— Parfait! s'écria Gabassol, on peut les entamer tous à la fois, sans perdre de temps. Gomment s'appellent-ils?
— Voici les noms et les photographies. Ce petit blond à monocle se nomme Bézucheux de la Fricottière, il a mangé trois cent mille francs en 18 mois, mais il commence à se ranger, pour faire durer plus longtemps ce qui lui reste. Le n° 2. ce gaillard à forte moustache, est un ancien capitaine de cuirassiers comme Lacostade. Le n° 3 est le jeune Pontbuzaud, de Bordeaux.
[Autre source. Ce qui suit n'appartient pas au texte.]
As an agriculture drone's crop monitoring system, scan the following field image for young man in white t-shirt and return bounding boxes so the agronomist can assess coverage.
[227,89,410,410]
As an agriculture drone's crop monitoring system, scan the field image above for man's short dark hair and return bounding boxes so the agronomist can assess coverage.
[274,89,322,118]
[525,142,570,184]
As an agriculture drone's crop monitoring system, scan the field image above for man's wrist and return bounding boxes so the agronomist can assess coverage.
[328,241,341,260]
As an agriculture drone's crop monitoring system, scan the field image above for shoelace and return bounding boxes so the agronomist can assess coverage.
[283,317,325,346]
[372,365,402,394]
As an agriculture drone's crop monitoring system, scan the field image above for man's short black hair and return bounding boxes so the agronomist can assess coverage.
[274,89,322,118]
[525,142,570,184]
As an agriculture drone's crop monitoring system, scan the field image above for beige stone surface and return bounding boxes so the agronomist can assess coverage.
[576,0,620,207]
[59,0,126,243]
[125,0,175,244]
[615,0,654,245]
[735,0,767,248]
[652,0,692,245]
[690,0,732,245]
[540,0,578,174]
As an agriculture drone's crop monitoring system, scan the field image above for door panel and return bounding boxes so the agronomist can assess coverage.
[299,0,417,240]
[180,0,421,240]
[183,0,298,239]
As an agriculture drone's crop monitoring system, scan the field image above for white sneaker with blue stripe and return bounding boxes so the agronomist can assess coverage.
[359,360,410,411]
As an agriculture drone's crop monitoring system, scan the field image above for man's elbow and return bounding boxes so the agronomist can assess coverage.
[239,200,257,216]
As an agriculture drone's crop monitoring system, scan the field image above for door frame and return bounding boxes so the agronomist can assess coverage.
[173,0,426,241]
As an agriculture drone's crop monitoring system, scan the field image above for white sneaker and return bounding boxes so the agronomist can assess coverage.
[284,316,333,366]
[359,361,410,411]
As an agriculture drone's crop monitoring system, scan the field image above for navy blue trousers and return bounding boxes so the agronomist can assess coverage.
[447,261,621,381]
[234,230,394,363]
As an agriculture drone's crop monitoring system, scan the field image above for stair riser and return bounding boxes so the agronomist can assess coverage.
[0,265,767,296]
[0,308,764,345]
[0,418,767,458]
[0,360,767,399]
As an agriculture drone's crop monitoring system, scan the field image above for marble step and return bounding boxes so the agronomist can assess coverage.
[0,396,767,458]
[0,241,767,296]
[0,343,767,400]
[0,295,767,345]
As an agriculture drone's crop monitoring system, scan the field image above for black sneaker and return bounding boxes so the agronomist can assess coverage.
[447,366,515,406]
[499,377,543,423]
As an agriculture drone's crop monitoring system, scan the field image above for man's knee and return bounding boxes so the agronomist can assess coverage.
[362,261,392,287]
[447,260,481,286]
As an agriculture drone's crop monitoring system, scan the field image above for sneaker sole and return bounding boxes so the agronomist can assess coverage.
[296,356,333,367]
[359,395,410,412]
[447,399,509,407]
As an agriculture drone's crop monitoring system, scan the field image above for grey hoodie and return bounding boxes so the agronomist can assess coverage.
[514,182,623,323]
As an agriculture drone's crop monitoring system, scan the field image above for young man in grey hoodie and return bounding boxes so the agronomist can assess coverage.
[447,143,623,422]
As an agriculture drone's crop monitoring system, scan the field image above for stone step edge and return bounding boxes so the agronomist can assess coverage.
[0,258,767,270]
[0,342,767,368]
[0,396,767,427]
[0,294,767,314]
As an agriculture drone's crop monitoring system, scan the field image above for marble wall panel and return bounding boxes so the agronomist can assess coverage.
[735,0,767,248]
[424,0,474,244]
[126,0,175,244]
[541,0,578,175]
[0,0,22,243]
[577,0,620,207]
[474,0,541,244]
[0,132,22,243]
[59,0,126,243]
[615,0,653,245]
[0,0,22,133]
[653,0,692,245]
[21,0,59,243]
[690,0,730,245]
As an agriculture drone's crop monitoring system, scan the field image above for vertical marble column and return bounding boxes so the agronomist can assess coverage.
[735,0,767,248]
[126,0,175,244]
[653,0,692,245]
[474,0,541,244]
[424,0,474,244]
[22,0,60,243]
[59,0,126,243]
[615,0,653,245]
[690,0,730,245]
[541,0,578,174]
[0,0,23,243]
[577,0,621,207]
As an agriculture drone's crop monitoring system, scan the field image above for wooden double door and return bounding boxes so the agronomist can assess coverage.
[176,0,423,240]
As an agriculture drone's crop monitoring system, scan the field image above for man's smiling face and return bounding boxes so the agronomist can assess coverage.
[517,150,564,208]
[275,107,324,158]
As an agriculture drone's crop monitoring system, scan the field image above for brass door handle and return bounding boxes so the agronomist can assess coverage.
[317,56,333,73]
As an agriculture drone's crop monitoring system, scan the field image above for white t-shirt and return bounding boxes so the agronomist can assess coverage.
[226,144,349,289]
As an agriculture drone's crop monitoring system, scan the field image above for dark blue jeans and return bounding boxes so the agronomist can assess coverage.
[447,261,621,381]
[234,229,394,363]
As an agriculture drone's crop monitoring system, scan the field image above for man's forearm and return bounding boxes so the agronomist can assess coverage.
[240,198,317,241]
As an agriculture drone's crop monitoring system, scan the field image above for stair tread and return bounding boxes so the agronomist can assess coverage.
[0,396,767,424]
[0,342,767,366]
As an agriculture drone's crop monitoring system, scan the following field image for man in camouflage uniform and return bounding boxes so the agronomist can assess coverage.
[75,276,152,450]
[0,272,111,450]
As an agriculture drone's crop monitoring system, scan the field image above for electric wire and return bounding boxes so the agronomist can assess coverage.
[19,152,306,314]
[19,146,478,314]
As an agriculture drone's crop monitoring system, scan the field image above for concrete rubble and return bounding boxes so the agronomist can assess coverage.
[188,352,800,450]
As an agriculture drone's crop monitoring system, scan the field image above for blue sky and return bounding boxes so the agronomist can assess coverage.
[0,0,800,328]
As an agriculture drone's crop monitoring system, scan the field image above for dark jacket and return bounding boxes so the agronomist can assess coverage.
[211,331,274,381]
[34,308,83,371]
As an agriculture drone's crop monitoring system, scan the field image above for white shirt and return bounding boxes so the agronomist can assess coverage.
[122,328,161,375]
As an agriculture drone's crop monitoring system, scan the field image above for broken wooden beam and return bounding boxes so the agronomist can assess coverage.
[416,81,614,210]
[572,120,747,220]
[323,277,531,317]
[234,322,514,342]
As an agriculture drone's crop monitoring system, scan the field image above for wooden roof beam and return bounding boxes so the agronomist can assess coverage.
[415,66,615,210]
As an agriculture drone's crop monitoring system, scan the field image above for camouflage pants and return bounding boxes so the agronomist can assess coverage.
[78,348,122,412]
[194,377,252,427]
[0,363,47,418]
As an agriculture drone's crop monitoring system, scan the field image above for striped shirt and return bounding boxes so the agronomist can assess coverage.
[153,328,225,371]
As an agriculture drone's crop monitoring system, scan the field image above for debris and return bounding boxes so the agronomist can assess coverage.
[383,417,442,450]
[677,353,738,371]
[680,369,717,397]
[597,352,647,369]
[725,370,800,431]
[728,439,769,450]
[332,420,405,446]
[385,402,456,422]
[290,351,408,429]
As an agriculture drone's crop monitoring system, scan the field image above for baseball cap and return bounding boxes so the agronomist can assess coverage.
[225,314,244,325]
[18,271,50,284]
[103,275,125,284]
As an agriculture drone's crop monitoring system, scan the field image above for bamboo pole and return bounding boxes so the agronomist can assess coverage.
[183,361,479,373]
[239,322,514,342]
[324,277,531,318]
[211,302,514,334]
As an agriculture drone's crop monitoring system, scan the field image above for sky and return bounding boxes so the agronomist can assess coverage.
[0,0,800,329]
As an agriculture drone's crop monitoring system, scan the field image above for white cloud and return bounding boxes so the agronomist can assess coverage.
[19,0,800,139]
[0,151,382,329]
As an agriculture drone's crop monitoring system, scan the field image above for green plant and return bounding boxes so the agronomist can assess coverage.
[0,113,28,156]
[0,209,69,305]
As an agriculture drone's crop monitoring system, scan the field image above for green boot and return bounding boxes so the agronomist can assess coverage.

Le n° 4 s'appelle Jules de Saint-Tropez ; c'est un petit malin qui s'est fait donner un conseil judiciaire par raison d'économie, dit-on. Le n° 5, ce grand maigre, sec et noir comme un Espagnol, porte le nom de Bisseco, Marius, de Marseille. — Voilà.
— Très bien. Maintenant avez-vous quelque idée sur la manière la meilleure et la plus prompte pour entrer en relations avec ces messieurs?
— Pas difficile. Mon second clerc est l'ami d'un monsieur qui est celui d'une connaissance de Bezucheux de la Fricottière. Soyez ce soir au café Riche, mon second clerc vous présentera à son ami, qui en suivant la filière vous fera connaître le Bezucheux.
— J'y serai! j'ai hâte de me rattraper de l'échec Ghampbadour. J'entame les cinq gommeux dès ce soir.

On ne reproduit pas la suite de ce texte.